Wanita murahan

24.8K 1.5K 201
                                    

"Mau kemana kamu, nak?" Ricard menghentikan langkahnya kala suara pria yang begitu muak untuk ia lihat terdengar ditelinga.


Sebagai asisten Fajar dan orang di harapannya adalah mertua dari bosnya, mau tak mau ia harus bersikap sopan walau terpaksa.

"Saya mau balik ke kantor, ada beberapa berkas yang harus saya urus." jawab Ricard.

"Gak pamit sama istri kamu?" Ricard bergeming.

"Tidak baik begitu, rezeki suami ada pada ridho istrinya. Ayo pamitan dulu, jangan di biasain lain kali." titahnya.

Ricard hanya diam di sana, sakit hatinya saat melihat Ainun yang terlihat begitu malang. Tanpa sadar tangannya mengepal erat, sebisa mungkin untuk tak emosi.

"Ainun_" panggil Idris menggapai dengan tangannya.

Ainun melirik Fajar, tanpa peduli akan persetujuan suami aslinya ia tetap melangkah ke sana mematuhi perintah Idris.

"Mas_"

Uhuk uhuk

Uhuk

Perkataan Ainun terhenti kala mendengar Fajar yang tiba-tiba batuk padahal sedang tidak meminum apapun.

"Nak, ya Allah kamu kenapa?" cemas Idris berlalu dari sana dan duduk di samping Fajar.

Fajar tak menanggapi, ia terus batuk dengan sorot menatap Ainun penuh arti.

"Zila, ambilkan suami mu air nak." titah Idris. Zila yang baru datang hanya membisu tanpa respon apapun kala tatapan pertamanya langsung mengarah pada Ricard yang berdiri di ambang pintu.

"Zila," panggilnya lagi.

"Biar saya aja pak." tawar Ainun langsung berlalu dari sana.

Ricard yang masih berdiri di sana menyunggingkan senyum pada Zila. Ia membalikkan tubuhnya menghadap Fajar. "Tuan saya pamit ke kantor." ucapnya membungkukkan sedikit badan, kemudian melangkah keluar.

Disisi lain, Ainun tak mengambil air minum, justru membelokkan langkah ke arah kamar dan mengunci pintunya.

Bertepatan dengan ia duduk, deringan di handphone nya membuat tatapannya terfokus pada benda yang terletak di atas nakas.

Melihat nama yang tertera Ainun tersenyum miris. "Sangat menyedihkan bukan?" tanyanya kala panggilan itu terhubung.

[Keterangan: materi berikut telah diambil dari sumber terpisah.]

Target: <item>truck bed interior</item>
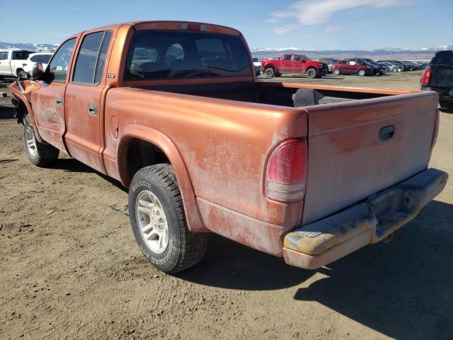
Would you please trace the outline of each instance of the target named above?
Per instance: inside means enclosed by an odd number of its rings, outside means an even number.
[[[360,89],[353,91],[350,89],[341,91],[338,87],[333,90],[323,89],[326,86],[319,86],[319,89],[301,89],[287,85],[284,86],[281,83],[260,81],[139,87],[154,91],[296,108],[379,98],[396,94],[389,93],[390,91],[361,92]],[[377,90],[377,92],[379,91]],[[409,91],[400,92],[401,94],[409,93]]]

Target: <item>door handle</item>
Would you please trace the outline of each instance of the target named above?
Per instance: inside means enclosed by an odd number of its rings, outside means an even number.
[[[98,106],[96,104],[89,103],[88,106],[88,113],[90,115],[96,115],[98,114]]]
[[[395,134],[395,125],[384,126],[379,130],[379,140],[384,142],[389,140]]]

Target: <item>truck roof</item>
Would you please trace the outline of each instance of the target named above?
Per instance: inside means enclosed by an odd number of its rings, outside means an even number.
[[[120,23],[114,23],[106,25],[105,26],[91,28],[85,31],[79,32],[74,34],[69,38],[77,36],[86,31],[96,31],[102,30],[115,30],[123,25],[130,25],[134,26],[137,30],[195,30],[202,32],[212,32],[217,33],[231,34],[234,35],[240,35],[241,32],[234,28],[222,26],[220,25],[214,25],[212,23],[199,23],[194,21],[129,21]]]

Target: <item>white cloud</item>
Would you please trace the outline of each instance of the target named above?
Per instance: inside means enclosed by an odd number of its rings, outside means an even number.
[[[324,30],[326,32],[336,32],[337,30],[345,30],[348,28],[345,26],[336,26],[335,25],[327,25],[324,26]]]
[[[332,16],[340,11],[357,7],[396,7],[409,2],[410,0],[299,0],[282,11],[273,12],[272,17],[266,21],[280,22],[284,19],[296,21],[297,24],[281,25],[274,28],[274,31],[278,34],[287,33],[299,26],[312,25],[324,25],[326,31],[333,32],[344,28],[328,24]]]

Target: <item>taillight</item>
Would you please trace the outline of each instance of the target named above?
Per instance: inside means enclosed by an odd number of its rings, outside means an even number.
[[[431,140],[431,149],[436,144],[436,142],[437,141],[437,135],[439,133],[439,109],[436,109],[436,118],[434,121],[434,131],[432,132],[432,139]]]
[[[431,69],[428,66],[425,69],[425,72],[422,76],[422,85],[428,86],[430,84],[430,76],[431,76]]]
[[[280,202],[304,198],[306,183],[306,140],[290,140],[273,151],[268,162],[266,195]]]

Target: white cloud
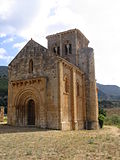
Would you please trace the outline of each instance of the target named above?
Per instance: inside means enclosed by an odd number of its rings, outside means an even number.
[[[0,38],[6,37],[5,33],[0,33]]]
[[[5,39],[1,44],[4,44],[4,43],[10,43],[10,42],[13,42],[14,41],[14,38],[8,38],[8,39]]]
[[[17,48],[18,50],[22,49],[27,42],[15,43],[13,48]]]

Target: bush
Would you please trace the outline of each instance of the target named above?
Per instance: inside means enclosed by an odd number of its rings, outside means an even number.
[[[99,108],[99,116],[98,116],[98,121],[99,121],[99,126],[100,128],[103,127],[104,121],[106,117],[106,111],[103,108]]]
[[[99,126],[100,128],[102,128],[104,124],[105,116],[103,114],[99,114],[98,120],[99,120]]]

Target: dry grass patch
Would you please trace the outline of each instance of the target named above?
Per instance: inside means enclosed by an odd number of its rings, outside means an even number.
[[[120,129],[43,131],[0,125],[0,160],[102,160],[120,158]]]

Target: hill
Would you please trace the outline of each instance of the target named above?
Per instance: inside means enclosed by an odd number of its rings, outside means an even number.
[[[97,83],[98,98],[101,100],[120,100],[120,87]]]

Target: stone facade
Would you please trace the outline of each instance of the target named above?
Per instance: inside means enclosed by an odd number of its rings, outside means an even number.
[[[4,121],[4,107],[0,107],[0,122]]]
[[[32,39],[9,64],[8,124],[79,130],[98,128],[93,49],[78,30]]]

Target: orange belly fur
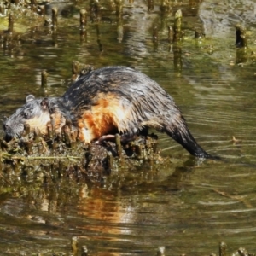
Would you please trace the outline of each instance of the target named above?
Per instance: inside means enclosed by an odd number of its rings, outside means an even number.
[[[125,117],[125,110],[114,96],[102,98],[79,119],[79,139],[90,143],[118,128],[119,122]]]

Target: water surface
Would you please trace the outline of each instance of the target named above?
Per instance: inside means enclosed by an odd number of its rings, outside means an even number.
[[[91,254],[152,255],[165,246],[169,255],[203,255],[218,253],[221,241],[230,253],[245,247],[255,253],[256,90],[251,55],[255,3],[177,2],[172,14],[161,13],[159,3],[148,12],[145,1],[125,1],[120,19],[106,1],[102,21],[89,22],[82,36],[79,12],[89,3],[52,3],[59,8],[56,32],[32,26],[20,40],[14,34],[9,44],[2,42],[0,119],[22,105],[28,94],[62,95],[73,61],[96,67],[131,66],[173,96],[199,143],[224,160],[192,158],[160,134],[168,163],[113,172],[102,183],[60,179],[42,186],[17,179],[10,171],[8,175],[19,182],[0,188],[3,255],[67,253],[73,236]],[[179,9],[184,37],[172,45],[167,26]],[[248,56],[243,61],[237,61],[235,46],[237,22],[249,33]],[[152,40],[154,26],[158,42]],[[195,29],[206,37],[194,39]],[[175,54],[177,49],[181,55]],[[40,88],[43,69],[49,73],[46,89]]]

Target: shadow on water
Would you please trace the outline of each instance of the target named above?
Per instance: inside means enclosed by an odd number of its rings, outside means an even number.
[[[54,2],[36,26],[17,16],[11,34],[1,15],[0,119],[28,94],[62,95],[73,61],[131,66],[173,96],[207,152],[228,160],[195,160],[160,134],[167,163],[119,170],[102,182],[46,182],[37,166],[30,176],[9,170],[0,187],[2,255],[67,253],[74,236],[79,248],[86,245],[98,255],[148,255],[162,246],[166,254],[210,254],[221,241],[230,253],[240,247],[255,253],[255,3],[163,1],[170,5],[160,8],[160,1],[134,0],[124,1],[120,11],[113,1],[100,2],[99,9],[96,1]],[[54,30],[44,25],[52,6],[59,14]],[[88,10],[84,29],[81,9]],[[183,34],[173,43],[168,26],[178,9]],[[249,35],[245,58],[237,57],[235,46],[238,22]],[[205,35],[195,39],[195,30]],[[42,88],[44,69],[48,85]]]

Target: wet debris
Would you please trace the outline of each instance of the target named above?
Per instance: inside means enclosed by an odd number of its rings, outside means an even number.
[[[119,169],[152,168],[162,158],[157,149],[157,136],[137,135],[129,140],[116,134],[106,140],[84,145],[72,132],[69,124],[55,134],[54,124],[49,125],[43,137],[26,126],[20,138],[7,143],[0,140],[0,168],[16,173],[29,173],[32,166],[38,172],[55,173],[57,177],[91,177],[93,180]],[[46,175],[47,176],[47,175]]]

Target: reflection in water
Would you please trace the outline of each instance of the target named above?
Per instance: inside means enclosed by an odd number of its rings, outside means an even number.
[[[101,185],[65,178],[37,184],[20,177],[6,183],[2,178],[1,253],[7,244],[11,249],[18,244],[37,252],[49,247],[68,253],[74,236],[92,254],[152,255],[166,246],[166,254],[202,255],[216,252],[220,241],[230,252],[239,247],[253,252],[255,68],[247,65],[253,60],[236,55],[235,25],[247,24],[252,33],[248,47],[254,51],[255,3],[204,0],[180,6],[175,1],[172,12],[163,12],[160,1],[137,0],[132,6],[124,1],[123,15],[116,15],[113,1],[102,1],[101,9],[96,2],[89,8],[87,2],[68,5],[55,33],[38,26],[21,37],[0,38],[0,119],[29,93],[62,95],[73,61],[96,67],[131,66],[173,96],[200,144],[225,160],[195,160],[160,134],[162,154],[169,158],[156,170],[119,171]],[[181,7],[184,35],[177,45],[170,26]],[[88,22],[85,30],[79,24],[81,8],[94,12],[94,23]],[[206,38],[198,44],[195,30],[201,28]],[[209,45],[214,48],[211,55]],[[236,58],[242,68],[235,65]],[[44,69],[49,79],[43,90]],[[233,143],[233,136],[239,143]]]
[[[90,191],[90,195],[88,193],[86,188],[81,188],[77,206],[78,214],[85,216],[91,222],[82,229],[100,232],[96,238],[108,241],[122,240],[117,235],[131,234],[127,226],[134,218],[134,209],[131,206],[122,202],[113,191],[96,187]]]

Dalam garis bibir yang terangkat menetes buliran bening di sana. Begitu amat memilukan. Ia mungkin bisa berbohong, namun perasaan tak bisa di bohongi. Hasilnya? Senyum yang mengembang tetap di kalahkan dengan air mata menunjukan.

Ia mungkin kuat di hadapannya, tutur katanya mungkin kejam. Tetapi, tak akan ada darah jika tidak ada goresan. Tak kan ada asap tanpa api. Nyatanya ketika sendiri, tak bisa ia mengeluarkan suara kala tenggorokannya tercekat pilu. Tatapan tajam di sana nyatanya selalu mengeluarkan air mata.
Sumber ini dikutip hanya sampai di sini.